Polska jest drugim po Hiszpanii największym producentem truskawek w Unii Europejskiej i dziewiątym na świecie. Co roku plantatorzy zbierają od 175 do 205 tys. ton. Większość zbiorów przeznaczana jest na eksport. Wywożone są głównie owoce przemysłowe, natomiast polskie owoce deserowe w większości trafiają do konsumentów krajowych.
Polska w światowej czołówce
Z danych GUS wynika, że wartość eksportu truskawek świeżych i mrożonych oraz przetworów z nich wyniosła w 2020 r. 174 mln euro. Większość z tego stanowiły truskawki mrożone. Polska jest ich drugim, po Meksyku, największym światowym eksporterem. W latach 2017-2019 byliśmy nawet liderem w tej kategorii.
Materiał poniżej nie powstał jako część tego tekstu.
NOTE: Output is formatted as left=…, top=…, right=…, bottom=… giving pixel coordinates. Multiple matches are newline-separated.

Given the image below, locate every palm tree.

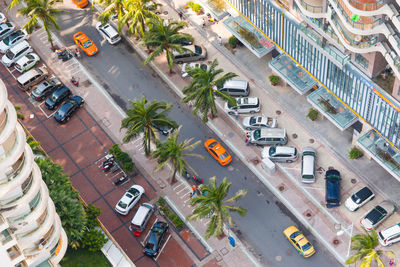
left=153, top=128, right=206, bottom=184
left=187, top=176, right=248, bottom=239
left=143, top=18, right=193, bottom=73
left=182, top=59, right=237, bottom=122
left=121, top=96, right=178, bottom=155
left=118, top=0, right=161, bottom=37
left=15, top=0, right=67, bottom=48
left=346, top=229, right=394, bottom=267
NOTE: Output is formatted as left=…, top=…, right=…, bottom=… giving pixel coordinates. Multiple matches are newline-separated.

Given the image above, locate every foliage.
left=153, top=129, right=206, bottom=184
left=157, top=197, right=185, bottom=229
left=349, top=147, right=364, bottom=159
left=182, top=59, right=237, bottom=122
left=108, top=144, right=135, bottom=172
left=143, top=18, right=193, bottom=73
left=121, top=96, right=178, bottom=155
left=346, top=229, right=394, bottom=267
left=307, top=108, right=318, bottom=121
left=228, top=35, right=239, bottom=48
left=60, top=247, right=112, bottom=267
left=15, top=0, right=67, bottom=47
left=268, top=75, right=280, bottom=85
left=187, top=176, right=248, bottom=239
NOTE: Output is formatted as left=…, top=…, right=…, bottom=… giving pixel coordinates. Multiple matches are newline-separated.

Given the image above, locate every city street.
left=52, top=4, right=339, bottom=266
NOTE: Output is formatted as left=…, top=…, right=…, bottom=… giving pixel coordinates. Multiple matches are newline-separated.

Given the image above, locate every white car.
left=115, top=184, right=144, bottom=215
left=0, top=30, right=28, bottom=54
left=242, top=116, right=277, bottom=130
left=0, top=12, right=7, bottom=24
left=182, top=62, right=208, bottom=78
left=96, top=22, right=121, bottom=44
left=344, top=187, right=375, bottom=211
left=14, top=53, right=40, bottom=73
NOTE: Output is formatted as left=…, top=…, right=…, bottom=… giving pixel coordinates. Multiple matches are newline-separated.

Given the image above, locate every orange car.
left=72, top=0, right=89, bottom=8
left=204, top=138, right=232, bottom=166
left=74, top=32, right=99, bottom=56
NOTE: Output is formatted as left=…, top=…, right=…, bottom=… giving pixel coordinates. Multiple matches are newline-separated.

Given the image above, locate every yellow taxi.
left=204, top=138, right=232, bottom=166
left=283, top=226, right=315, bottom=258
left=74, top=32, right=99, bottom=56
left=72, top=0, right=89, bottom=8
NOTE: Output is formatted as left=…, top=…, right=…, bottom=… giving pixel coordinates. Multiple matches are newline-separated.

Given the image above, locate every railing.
left=348, top=0, right=385, bottom=11
left=298, top=0, right=324, bottom=13
left=332, top=15, right=378, bottom=49
left=333, top=0, right=383, bottom=30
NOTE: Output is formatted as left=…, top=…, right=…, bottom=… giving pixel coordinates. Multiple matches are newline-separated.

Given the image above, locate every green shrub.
left=192, top=4, right=202, bottom=12
left=268, top=75, right=279, bottom=85
left=349, top=147, right=364, bottom=159
left=108, top=144, right=135, bottom=172
left=307, top=108, right=318, bottom=121
left=228, top=35, right=239, bottom=48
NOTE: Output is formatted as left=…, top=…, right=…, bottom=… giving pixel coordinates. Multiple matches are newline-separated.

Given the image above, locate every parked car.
left=143, top=221, right=169, bottom=257
left=0, top=30, right=28, bottom=54
left=0, top=12, right=7, bottom=24
left=261, top=146, right=297, bottom=162
left=360, top=201, right=395, bottom=231
left=96, top=22, right=121, bottom=45
left=73, top=32, right=99, bottom=56
left=225, top=97, right=260, bottom=115
left=344, top=187, right=375, bottom=211
left=242, top=116, right=277, bottom=130
left=204, top=138, right=232, bottom=166
left=44, top=85, right=71, bottom=110
left=14, top=53, right=40, bottom=73
left=54, top=95, right=85, bottom=123
left=378, top=223, right=400, bottom=247
left=0, top=22, right=17, bottom=40
left=325, top=170, right=341, bottom=208
left=181, top=62, right=209, bottom=78
left=31, top=78, right=62, bottom=101
left=283, top=226, right=315, bottom=258
left=115, top=184, right=144, bottom=215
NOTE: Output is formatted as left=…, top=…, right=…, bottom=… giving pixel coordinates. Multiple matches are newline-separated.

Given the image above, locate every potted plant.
left=268, top=75, right=279, bottom=86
Ekonomiści PIE wyliczają, że w 2020 r. Polskie mrożone owoce trafiły do 54 państw na całym świecie. Głównymi odbiorcami były państwa unijne, w tym Niemcy (35 proc. całego polskiego eksportu tej pozycji towarowej), Holandia (ok. 14 proc.) i Francja (8,8 proc.). Spośród nabywców pozaunijnych najwięcej zakupili klienci z Norwegii, Wielkiej Brytanii, Serbii i Szwajcarii. Polskie owoce dotarły także m.in. do Japonii, Chin, USA czy Australii.
Przetwory z polskich truskawek też popularne
Drugą znaczącą pozycją są przetwory z truskawek, wartość ich eksportu w 2020 r. sięgnęła 22,8 mln EUR. Znacznie mniejszy był eksport truskawek świeżych (13,4 mln EUR w 2020 r.), a najwięcej ich nabyli nasi najbliżsi sąsiedzi, tj. Białorusini, Niemcy oraz Czesi.
Mimo dużej produkcji sporo importujemy
Mimo że Polska jest ważnym światowym producentem i eksporterem truskawek, także je importuje. W 2020 r. wartość dostaw do Polski truskawek i ich przetworów wyniosła łącznie 74,1 mln EUR.
- Z zagranicy sprowadzane są głównie truskawki świeże deserowe. Najwięcej tych owoców trafia do Polski tuż przed krajowym sezonem, czyli od lutego do maja. W 2020 r. przyjechały do nas truskawki warte 34,2 mln euro. Ponad połowę towaru sprowadziliśmy z Hiszpanii. Dostawcami były także Grecja i Niemcy – czytamy w Tygodniku Gospodarczym.